We organize these areas under a new, broader concept which we call “Behavioural Computer Science” (abbreviated BCS). Any outcome of integrating models from these three areas would be called a BCS-model, which will always include behaviour aspects in some way or another. We would like to encourage research focus on the interactions between these three areas. This is illustrated in Fig. 1.
Fig. 1

Pictorial definition of behavioural Computer Science

Fig. 2

Bella–Coles–Kemp model (BCK model), taken from [33], Fig. 1]

The intersections between any two of these areas represent existing or new research disciplines.

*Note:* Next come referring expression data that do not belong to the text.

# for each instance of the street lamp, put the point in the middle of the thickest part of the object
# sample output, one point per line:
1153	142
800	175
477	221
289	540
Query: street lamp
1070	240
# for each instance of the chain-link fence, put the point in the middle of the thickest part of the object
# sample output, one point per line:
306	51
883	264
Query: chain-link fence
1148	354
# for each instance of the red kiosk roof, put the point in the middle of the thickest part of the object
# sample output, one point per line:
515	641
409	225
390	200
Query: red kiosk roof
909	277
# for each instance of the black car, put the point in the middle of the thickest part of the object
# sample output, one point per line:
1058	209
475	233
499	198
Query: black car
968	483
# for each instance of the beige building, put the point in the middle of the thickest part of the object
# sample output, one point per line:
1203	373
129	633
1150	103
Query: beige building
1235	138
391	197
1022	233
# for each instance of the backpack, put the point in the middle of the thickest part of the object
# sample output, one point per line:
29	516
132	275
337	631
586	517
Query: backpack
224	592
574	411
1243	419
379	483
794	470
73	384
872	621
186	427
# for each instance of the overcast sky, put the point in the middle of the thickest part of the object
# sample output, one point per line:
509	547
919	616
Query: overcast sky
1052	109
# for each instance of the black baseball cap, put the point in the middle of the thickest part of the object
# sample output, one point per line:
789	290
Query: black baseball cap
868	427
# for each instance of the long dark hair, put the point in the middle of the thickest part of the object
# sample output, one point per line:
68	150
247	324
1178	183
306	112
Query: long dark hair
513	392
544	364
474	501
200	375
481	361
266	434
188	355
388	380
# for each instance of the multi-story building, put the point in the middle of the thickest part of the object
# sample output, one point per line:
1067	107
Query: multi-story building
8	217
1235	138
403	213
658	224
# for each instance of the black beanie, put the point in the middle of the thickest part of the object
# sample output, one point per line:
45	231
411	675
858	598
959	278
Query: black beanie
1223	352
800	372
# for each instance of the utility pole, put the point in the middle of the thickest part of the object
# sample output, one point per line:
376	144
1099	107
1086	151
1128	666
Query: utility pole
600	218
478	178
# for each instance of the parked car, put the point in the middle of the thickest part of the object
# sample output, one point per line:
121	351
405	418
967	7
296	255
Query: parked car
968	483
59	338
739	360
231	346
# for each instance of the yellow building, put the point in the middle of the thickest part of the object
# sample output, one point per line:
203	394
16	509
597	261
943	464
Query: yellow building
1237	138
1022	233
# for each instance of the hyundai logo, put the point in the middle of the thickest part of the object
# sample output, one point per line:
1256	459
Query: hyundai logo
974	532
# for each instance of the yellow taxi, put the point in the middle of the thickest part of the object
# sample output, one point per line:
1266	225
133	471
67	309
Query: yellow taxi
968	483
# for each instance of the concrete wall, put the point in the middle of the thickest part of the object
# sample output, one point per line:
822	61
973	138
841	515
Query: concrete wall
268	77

Human–Computer interaction (HCI) and interaction design [2] studies how a technology product should be developed having the user in focus at all stages. One focus of HCI is on the user interface (UI) of a technology, which allows the user to interact with the machine. Traditionally we have seen a two way communication, where the user volunteerly provides input through standard means such as button presses, and receives information e.g., through displays or lights. With the advent of ubiquitous computing, the Internet of Things (IoT) and advanced AI, the distinction and interface between computers and human becomes very blurred. In a smart-home environment the IoT constantly receives information from the human occupant of the house, without her even knowing it.

Artificial behaviour is an emerging discipline which focuses on understanding how intelligent systems behave from a macro-perspective, and not from a computer-program perspective. When intelligent systems become intelligent enough they will have psychological traits that can be studied. As soon as the machine has actuators it can also change its surroundings, which when humans are involved it can turn into artificial influence on human behaviour. Smart home and smart infrastructures, as well as web services based on big data, are emerging technologies highly susceptible to artificial influence. Computational trust [3, 4] becomes an aspect of machine learning or heuristics, that in turn will be part of IoT systems and other (semi-)autonomous (self-*) systems. For such systems that can perform complex computations and communications, we need to study notions of trust, like trust of the user in the system, or of another interacting system or component. Machine ethics is that part of the Ethics of Artificial Intelligence concerned with the moral behaviour of artificially intelligent beings. The field of Roboethics [5, 6] is concerned with the moral behaviour of humans as they design, construct, use and treat such beings.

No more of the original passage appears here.